The tax collector’s prayer is interesting.  In our translation it seems he’s begging for mercy, or forgiveness from a judge.  But, the word in Greek isn’t the word they would have used for mercy.  It is the word they used for a sacrifice of expiation.  Literally, he is prayerfully begging, “God, be the sacrifice of expiation for me, a sinner.”  And…that is what God himself did in, through, and as Jesus by his death and resurrection and has applied it to us with the gift of his very self.

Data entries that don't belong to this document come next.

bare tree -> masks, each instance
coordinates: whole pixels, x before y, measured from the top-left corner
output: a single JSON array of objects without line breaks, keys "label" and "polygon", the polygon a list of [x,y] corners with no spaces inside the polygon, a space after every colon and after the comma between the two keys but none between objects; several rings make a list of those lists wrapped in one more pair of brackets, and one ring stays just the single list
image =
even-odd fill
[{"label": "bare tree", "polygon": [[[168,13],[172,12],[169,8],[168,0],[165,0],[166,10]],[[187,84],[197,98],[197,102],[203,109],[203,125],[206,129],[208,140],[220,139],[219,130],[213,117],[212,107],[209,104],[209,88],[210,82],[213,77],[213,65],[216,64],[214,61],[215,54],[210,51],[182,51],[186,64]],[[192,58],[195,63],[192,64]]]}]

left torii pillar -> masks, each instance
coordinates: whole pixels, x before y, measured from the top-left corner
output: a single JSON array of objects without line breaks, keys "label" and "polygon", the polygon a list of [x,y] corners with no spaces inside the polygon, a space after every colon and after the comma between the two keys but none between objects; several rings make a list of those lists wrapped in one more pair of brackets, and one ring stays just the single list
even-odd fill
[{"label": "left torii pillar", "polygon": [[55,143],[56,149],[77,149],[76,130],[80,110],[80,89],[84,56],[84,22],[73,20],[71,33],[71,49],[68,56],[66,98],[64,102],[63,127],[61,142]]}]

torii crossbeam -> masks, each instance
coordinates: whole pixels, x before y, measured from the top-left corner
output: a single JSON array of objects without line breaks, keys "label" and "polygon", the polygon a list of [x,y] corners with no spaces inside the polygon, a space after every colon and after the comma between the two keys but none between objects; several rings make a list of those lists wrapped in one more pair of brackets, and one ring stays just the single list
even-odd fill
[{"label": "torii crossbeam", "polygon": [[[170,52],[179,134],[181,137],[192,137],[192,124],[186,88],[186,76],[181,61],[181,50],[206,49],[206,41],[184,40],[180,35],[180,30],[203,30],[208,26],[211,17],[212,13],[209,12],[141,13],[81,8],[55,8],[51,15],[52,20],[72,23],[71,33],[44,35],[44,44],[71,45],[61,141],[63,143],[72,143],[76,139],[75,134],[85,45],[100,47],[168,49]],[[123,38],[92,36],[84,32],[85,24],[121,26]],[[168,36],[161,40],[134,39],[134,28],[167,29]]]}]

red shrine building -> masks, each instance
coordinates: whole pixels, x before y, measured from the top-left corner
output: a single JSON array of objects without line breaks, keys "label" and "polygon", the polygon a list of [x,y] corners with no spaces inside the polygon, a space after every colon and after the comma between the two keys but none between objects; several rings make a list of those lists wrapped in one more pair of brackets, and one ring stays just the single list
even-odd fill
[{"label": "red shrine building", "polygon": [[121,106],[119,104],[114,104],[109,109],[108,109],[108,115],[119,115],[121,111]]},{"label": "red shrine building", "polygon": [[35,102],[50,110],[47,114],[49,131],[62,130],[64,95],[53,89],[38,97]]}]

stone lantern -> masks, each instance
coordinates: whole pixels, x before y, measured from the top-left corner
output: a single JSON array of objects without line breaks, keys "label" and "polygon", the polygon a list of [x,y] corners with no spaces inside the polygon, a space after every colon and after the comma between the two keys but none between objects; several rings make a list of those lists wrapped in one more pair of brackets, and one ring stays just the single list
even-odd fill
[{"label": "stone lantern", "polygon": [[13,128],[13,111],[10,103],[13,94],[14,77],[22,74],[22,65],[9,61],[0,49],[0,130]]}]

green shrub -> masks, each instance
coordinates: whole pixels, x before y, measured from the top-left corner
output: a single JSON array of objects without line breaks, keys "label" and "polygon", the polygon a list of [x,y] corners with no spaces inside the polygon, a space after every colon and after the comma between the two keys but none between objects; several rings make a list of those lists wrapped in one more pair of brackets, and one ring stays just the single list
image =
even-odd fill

If you have ever been or are mired in the shame and guilt of the shit you have done intentionally or unintentionally, there is healing for that.  Come as you are into the midst of the people of God where dwells God in the power and presence of the Holy Spirit and start crying, start letting it out.  God will come to you and bear it away.  God will let you know you are His beloved child, beloved and forgiven.  And we the people of God won’t judge you.  We will hold you just as you are in the arms of the unconditional love of our Father in heaven to reinforce the love he has for you.  Just come.  Amen.